Seokjin datang dari dapur, kedua tangannya menyangga nampak berisi daging ayam panggang sesuai permintaan istrinya. Menjawab mewakilkan, "Ibu Mertua meminta kami untuk ikut tinggal di Indonesia, Nayeon menolak karena dia hanya ingin tinggal di Korea dan melahirkan di sini. Ibu Mertua berpikir putrinya menolak bertemu dia dan tidak ingin berbakti. Ayah Mertua mencoba membujuk, namun Ibu Mertua tetap marah."
"Betul, kurang lebih seperti itu," ujar Nayeon setelah mengigit satu cuil daging.
"Jeongin-ah, makanlah yang banyak," kata Seok Jin. Mendekatkan piring berisi lauk masakannya ke anak tersebut. "Ahjussi tidak terlalu pandai memasak, jadi harap maklumi."
"Terima kasih, Ahjussi. Tidak apa-apa."
Mengusak lembut rambut kepala Jeongin, Seok Jin menarik satu kursi utama dengan desain paling berbeda. Duduk dengan nyaman, "Putramu sangat tampan dan sopan, Tzu. Semoga anakku nanti bisa seperti Jeongin."
"Tidak bisa!" Sergah Nayeon cepat-cepat. Mengetuk lengan suaminya menggunakan garpu tajam. Untung tidak tercolok ke daging. "Aku mau anak perempuan! Siapa tahu saat dewasa nanti bisa menjadi jodoh Jeongin, dan aku akan menjadi besan dengan Tzuyu, kau setuju tidak?" Manik matanya melirik Tzuyu, memberikan kedipan.
"Aku terserah Jeongin, dia suka anak kecil berjenis kelamin perempuan. Jika anakmu nanti perempuan, pasti Jeongin akan sangat sayang padanya."

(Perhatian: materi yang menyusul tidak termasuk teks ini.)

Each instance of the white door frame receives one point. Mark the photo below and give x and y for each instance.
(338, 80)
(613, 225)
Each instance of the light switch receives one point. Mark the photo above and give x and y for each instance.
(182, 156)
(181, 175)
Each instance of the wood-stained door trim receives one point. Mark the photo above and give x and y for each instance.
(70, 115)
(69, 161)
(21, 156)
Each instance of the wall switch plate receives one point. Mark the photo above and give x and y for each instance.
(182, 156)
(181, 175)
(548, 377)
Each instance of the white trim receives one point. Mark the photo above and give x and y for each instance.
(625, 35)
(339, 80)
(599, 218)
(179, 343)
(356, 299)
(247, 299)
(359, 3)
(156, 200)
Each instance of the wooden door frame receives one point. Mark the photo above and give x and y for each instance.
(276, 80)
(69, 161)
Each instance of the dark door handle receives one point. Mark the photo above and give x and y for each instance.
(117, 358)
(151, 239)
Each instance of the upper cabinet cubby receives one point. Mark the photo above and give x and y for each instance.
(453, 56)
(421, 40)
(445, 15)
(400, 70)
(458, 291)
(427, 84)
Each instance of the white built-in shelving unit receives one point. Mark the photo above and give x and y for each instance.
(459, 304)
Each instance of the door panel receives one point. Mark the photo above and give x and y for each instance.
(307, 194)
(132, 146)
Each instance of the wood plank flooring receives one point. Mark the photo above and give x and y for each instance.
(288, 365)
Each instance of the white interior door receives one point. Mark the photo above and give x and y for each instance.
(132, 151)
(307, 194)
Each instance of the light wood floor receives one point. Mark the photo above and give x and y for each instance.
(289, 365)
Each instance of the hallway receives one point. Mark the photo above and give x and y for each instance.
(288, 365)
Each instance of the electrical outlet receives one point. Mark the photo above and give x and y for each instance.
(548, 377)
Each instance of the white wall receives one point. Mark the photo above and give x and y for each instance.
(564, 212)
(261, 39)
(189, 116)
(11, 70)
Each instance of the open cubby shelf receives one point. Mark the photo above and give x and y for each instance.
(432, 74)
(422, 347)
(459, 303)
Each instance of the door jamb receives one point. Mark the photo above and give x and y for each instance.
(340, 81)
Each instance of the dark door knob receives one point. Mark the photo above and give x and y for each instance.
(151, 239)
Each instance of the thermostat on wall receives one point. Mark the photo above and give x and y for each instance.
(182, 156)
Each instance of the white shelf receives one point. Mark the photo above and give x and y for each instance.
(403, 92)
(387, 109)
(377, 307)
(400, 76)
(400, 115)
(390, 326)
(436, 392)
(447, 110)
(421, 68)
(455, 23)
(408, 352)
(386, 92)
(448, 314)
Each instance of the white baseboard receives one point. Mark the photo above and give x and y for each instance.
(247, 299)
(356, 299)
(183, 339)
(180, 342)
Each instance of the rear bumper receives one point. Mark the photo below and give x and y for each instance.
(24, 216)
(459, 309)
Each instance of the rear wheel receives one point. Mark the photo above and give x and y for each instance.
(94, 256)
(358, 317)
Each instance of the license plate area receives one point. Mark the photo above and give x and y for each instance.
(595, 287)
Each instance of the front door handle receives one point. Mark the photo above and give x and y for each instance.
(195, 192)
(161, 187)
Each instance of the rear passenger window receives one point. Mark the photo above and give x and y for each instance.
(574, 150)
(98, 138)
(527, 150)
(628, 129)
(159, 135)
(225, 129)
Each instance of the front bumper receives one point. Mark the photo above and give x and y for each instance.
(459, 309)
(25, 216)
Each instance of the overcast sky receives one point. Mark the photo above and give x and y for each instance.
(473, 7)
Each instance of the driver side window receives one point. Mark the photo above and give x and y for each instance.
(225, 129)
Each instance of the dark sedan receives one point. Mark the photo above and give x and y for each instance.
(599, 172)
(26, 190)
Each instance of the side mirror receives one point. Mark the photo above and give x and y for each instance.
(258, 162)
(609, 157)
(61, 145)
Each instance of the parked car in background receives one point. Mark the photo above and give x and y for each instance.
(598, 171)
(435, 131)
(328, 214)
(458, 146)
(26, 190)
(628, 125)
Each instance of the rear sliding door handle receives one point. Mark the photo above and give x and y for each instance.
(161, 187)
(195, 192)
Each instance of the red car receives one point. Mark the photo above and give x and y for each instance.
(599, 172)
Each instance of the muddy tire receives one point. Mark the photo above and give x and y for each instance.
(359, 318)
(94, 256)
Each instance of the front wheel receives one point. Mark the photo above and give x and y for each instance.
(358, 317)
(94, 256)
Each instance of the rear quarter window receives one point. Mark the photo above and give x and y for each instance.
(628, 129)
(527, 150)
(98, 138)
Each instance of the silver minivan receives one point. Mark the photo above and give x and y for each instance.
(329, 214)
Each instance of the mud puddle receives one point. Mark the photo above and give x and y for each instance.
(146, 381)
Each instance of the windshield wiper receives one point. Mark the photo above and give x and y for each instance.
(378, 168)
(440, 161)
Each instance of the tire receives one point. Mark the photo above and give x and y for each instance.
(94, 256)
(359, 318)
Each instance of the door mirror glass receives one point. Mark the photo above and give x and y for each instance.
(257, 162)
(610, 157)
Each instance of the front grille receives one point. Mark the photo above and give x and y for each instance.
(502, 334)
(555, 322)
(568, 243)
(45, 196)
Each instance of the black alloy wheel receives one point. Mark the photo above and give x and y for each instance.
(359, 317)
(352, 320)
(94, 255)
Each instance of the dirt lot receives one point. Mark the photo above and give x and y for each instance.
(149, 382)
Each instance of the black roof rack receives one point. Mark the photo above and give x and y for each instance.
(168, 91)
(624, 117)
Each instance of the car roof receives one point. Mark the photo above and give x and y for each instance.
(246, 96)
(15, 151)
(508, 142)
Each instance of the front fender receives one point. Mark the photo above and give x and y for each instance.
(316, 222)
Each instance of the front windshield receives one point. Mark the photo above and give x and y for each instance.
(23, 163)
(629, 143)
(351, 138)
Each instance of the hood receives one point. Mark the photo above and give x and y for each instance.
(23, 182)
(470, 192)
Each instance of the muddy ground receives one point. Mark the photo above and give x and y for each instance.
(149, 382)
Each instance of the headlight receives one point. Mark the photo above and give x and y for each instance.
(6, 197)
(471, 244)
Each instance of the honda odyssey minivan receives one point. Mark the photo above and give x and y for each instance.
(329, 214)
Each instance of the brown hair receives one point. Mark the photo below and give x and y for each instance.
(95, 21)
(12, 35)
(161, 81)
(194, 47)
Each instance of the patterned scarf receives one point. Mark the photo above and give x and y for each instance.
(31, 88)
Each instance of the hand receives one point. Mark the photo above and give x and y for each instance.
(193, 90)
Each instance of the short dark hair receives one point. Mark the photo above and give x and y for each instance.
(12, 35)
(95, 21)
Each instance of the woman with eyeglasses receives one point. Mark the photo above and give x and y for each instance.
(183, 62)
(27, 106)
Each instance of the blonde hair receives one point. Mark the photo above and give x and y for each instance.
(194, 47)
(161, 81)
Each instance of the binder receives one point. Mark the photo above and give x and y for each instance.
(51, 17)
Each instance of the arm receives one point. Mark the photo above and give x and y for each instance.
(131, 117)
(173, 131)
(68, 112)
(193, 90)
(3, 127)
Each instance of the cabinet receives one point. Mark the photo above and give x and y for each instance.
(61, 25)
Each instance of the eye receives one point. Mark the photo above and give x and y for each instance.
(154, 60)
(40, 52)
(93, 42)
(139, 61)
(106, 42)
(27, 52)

"Eomma, siapa yang akan melahirkan adik kecil perempuan?" Tanya Jeongin berbinar, telinganya bee ubah menjadi sangat aktif mendengar kalimat anak kecil perempuan.
"Perut Noona membesar karena ada adik kecil di sini, kalau kelaminnya perempuan, kau harus berjanji menjaganya, mengerti?" Telunjuk Nayeon menunjuk-nunjuk perut buncitnya.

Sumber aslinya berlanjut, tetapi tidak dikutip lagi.